All-day attrition didn’t mean there weren’t stratospheric performances.

Vingegaard piled 6.6w/kg through the pedals for 12 minutes on the way to winning on top of the Hautacam. Top climbers were hitting a full Alpine or Pyrenean pass with more than 6.0w/kg for far more than 20 minutes.

“For me, the hardness of this Tour was defined by the constant pressure on the pedals for three weeks. But there were very big bumps and P.B’s also,” Heijboer said.

“The stage where Wout won in yellow jersey [stage 4 – ed] , the two-minute effort he did on the final Côte du Cap Blanc-Nez was very, very high. And the climbing was so fast, every day. Jonas did some of his powers on the Granon and Hautacam climbs.”

A parcours that punished

Mountain stages were short, severe and dictated by Pogačar and Vingegaard.

The suffering wasn’t all Vingegaard and Pogačar’s fault.

A parcours riddled with traps and “sprint” stages scattered with banana skins meant the traditional Tour template was torn up.

“Every day has been full gas. There’s not been a single day where a small break has gone clear and the peloton has just rolled along,” DSM director Matt Winston said.

Three mountain stages shorter than 150km and two just a fraction longer meant the accelerator was on all day long in some of the Tour’s most decisive stages.

“It’s been a really hard Tour. I think some guys are really struggling,” Winston said in the Tour’s third week.

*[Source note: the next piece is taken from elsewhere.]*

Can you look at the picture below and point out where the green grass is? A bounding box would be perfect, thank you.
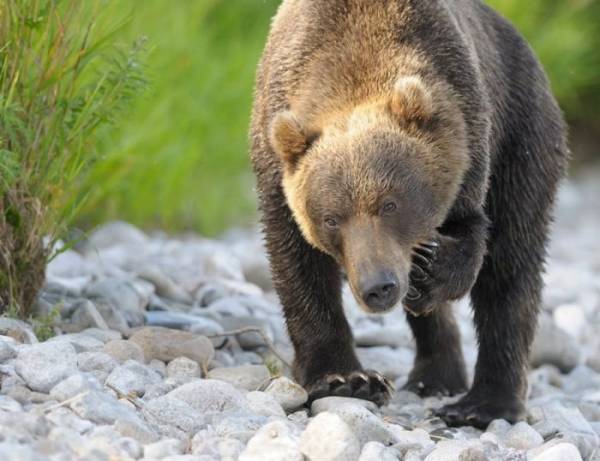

Hard at the front, hard at the back

Jakobsen couldn’t keep upright after he survived stage 17. (Photo: Tim de Waele/Getty Images)

The racing wasn’t only hard at the front of this year’s race.

Searing speeds set by GC teams looking to attack each other at any opportunity reduced cut-off times and caused suffering for those at the back.

Sprint star Fabio Jakobsen was just 16 seconds from being hors delai on stage 17.

Just two stages earlier, Jakobsen’s headline leadout man and veteran of 15 grand tours Michael Mørkøv exited the race after sizzling sun and searing speed bumped him off the back in the first hour of racing in the 15th stage toward Carcasonne.

Mørkøv was one of the Tour’s 41 non-finishers.

While COVID claimed more than a dozen victims, temperatures hitting almost 40 degrees through the French south served time on several riders already struggling to hold the wheel.

“Racing seems to be very hard at the Tour this year. It’s been hard racing every day. The hard mountain stages and the heat don’t make it any easier,” Mørkøv told VeloNews just hours before he left the race.

Fast-developing bike tech, recovery tracking, and nutritional hacks give the most progressive teams the ability to turn the pace a tad higher every season. Increasing sponsor demands and media attention ripple all through an increasingly pressured peloton. And temperatures will continue to inch upward in a perilously crunched climate.

The Tour won’t get easier any time soon.